Friday, 23 December 2011

To My Dear Hijabi Sisters

By Ali Eteraz                  
I care not for your scarfs, your shawls, or your headwraps. In what you deem an ‘Islamic legal requirement,’ I find too much interpretive ambiguity in the verses. In the obsession with cloaking your hair I find that you create a fetish — one that benefits you. In the posture of presumptive piety you assume, and which is allotted to you by brothers who turn your ‘modesty’ into their insecurity, I find very much that is reprehensible. If I should be a Shaykh I would say that the hijab is not a religious requirement. I would say that one does not need the hijab to be truly Muslim. I would say that a cloth does not create modesty. I would say that what goes in the head is much more important than what goes on it.
Having said that, dear hijabi sisters, I would like to impinge upon your famed defense against a non-mahram’s entreaties and say to you that I find you beautiful. I think you beautiful when you tuck the hijab behind your ears and show off your mother’s Indian earrings. I love the way you wear your hijab in the “j-lo” style and your necks look so langorous. I love the way in which you pin your hijab with diamond clasps or tiny pink butterfly clips because it evokes so much grace and feminine innocence. I love the way in which you hastily wrap your scarfs when I intrude upon your parties: it makes me feel like a conqueror before whom the subjects must take evasive maneuvers. I love the way your hijab matches your eyes, or your purse, or when its just white like purity, or when you get together with your friends at a protest and put on the black hijab of fashionable militancy and lipstick jihadism — those black hijabs evoke an aura of tribalism and severity that slaps away all the vestiges of metrosexuality in me. I love how when you turn shy you chew a corner of your hijab and when you let the corner fall, it is stained by the sweet secretions of your mouth. Or how when you are upset you twist it around your finger or re-wrap it tightly even as you turn away. I love the feeling of when you let me take it off; but I love it more when you do that yourself. I love the assorted outfits that go with your chosen Chanel scarf, the Dior heels whose straps match the secondary color of your hijab, the supple silk monochromatic skirt that contrasts with your hijab (all the while falling on your soft thighs, the seductive silhouette of which I so dastardly observe from the corner of my sinful eyes even in the company of a Shaykh).

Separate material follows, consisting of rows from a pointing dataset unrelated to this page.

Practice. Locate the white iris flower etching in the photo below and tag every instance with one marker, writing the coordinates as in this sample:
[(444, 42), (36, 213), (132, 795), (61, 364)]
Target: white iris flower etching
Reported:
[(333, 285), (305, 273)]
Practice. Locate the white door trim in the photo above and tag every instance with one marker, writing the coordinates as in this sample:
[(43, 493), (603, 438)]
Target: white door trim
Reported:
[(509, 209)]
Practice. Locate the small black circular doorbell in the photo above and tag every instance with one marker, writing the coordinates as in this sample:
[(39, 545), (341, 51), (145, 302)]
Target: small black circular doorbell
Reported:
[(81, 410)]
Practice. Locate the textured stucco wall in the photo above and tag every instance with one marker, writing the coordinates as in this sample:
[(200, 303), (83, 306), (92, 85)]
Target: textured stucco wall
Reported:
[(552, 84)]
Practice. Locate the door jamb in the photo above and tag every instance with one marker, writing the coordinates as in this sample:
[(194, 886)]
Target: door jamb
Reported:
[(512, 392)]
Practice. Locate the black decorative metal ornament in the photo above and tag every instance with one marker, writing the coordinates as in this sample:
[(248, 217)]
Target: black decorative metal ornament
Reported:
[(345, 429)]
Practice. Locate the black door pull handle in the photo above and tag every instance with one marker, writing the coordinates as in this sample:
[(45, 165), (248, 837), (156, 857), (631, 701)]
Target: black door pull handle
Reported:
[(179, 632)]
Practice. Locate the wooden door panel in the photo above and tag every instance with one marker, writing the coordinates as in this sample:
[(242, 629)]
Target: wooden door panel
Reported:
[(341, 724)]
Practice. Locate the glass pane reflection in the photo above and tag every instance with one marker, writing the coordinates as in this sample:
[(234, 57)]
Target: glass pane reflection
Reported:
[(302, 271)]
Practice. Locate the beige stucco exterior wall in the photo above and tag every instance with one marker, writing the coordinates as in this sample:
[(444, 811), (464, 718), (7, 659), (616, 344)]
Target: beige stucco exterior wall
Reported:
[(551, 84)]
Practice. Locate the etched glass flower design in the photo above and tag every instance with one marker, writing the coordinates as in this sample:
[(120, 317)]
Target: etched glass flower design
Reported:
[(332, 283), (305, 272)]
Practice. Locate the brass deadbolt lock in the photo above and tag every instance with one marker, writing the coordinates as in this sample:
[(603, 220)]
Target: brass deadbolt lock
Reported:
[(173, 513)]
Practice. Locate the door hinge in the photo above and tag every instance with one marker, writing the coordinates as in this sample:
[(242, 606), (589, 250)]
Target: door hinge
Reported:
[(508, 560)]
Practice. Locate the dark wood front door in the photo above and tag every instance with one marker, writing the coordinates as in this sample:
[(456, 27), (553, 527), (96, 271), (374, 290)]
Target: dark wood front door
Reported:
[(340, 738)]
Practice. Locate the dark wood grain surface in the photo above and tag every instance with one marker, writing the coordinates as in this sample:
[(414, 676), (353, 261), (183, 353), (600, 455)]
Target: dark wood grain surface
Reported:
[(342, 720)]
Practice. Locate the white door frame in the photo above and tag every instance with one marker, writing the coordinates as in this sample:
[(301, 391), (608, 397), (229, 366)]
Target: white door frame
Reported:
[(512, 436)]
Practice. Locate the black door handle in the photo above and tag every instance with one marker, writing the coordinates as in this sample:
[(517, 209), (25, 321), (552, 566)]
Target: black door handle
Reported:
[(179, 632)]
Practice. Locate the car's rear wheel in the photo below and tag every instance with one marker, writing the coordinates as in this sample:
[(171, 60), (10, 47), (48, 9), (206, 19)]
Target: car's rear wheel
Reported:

Dear sisters of the hijab, your insistence, which is sometimes ill-informed, sometimes ill-advised, sometimes idealistic, and sometimes imitative, evokes the primordial protector in me. In seeing or hearing of you being boo’d at Walmart, or derided at the subway, or harassed at a Jazz Club, I want nothing more than to be your marauding Mahdi, your scimitar carrying savior, your guardian angel, your avenging Iblis. In witnessing the way in which you non-chalantly thrust yourself into large groups of diametrically different people — and the way in which you fake that non-chalance, too — I often find a tremendous strength of character and seductive stubbornness which I wish I could marshal in my own battles. During the course of my own struggles I find in your resolve to be assuredly attached, not just to a cloth, but to an IDEA, an inspiring affirmation of Thoreau’s Civil Disobedience, and Steinem’s assertions, and Brutus’ conviction. You give me a lesson in intensity and for that I find you laudable.
In times of reflection when one has the ability to doubt and question everything including a woman’s irrational insistence that a piece of cloth that makes her more conspicuous makes her less noticeable, I say, off with her hijab. But in times of chaos I look to her fidelity to her decided principle and find in it a strength that is both spiritual and comforting. It is worthy of emulation.
My dear hijabi sisters, you might succeed in hiding your hair from me (though that only means that I will look more closely at you walking away). You might succeed in proving your purity and chastity to me (which only means that I will only pretend to be more pious in your company). But what you cannot keep from me is your strength — the audacity, the assertion, and the affirmation of principled belief. I should like to make a mirror of your conviction and speak to it when I am stuttering (which is often). If you let me have that much, dear hijabi sisters, I promise to stop imagining you undressed and nubile.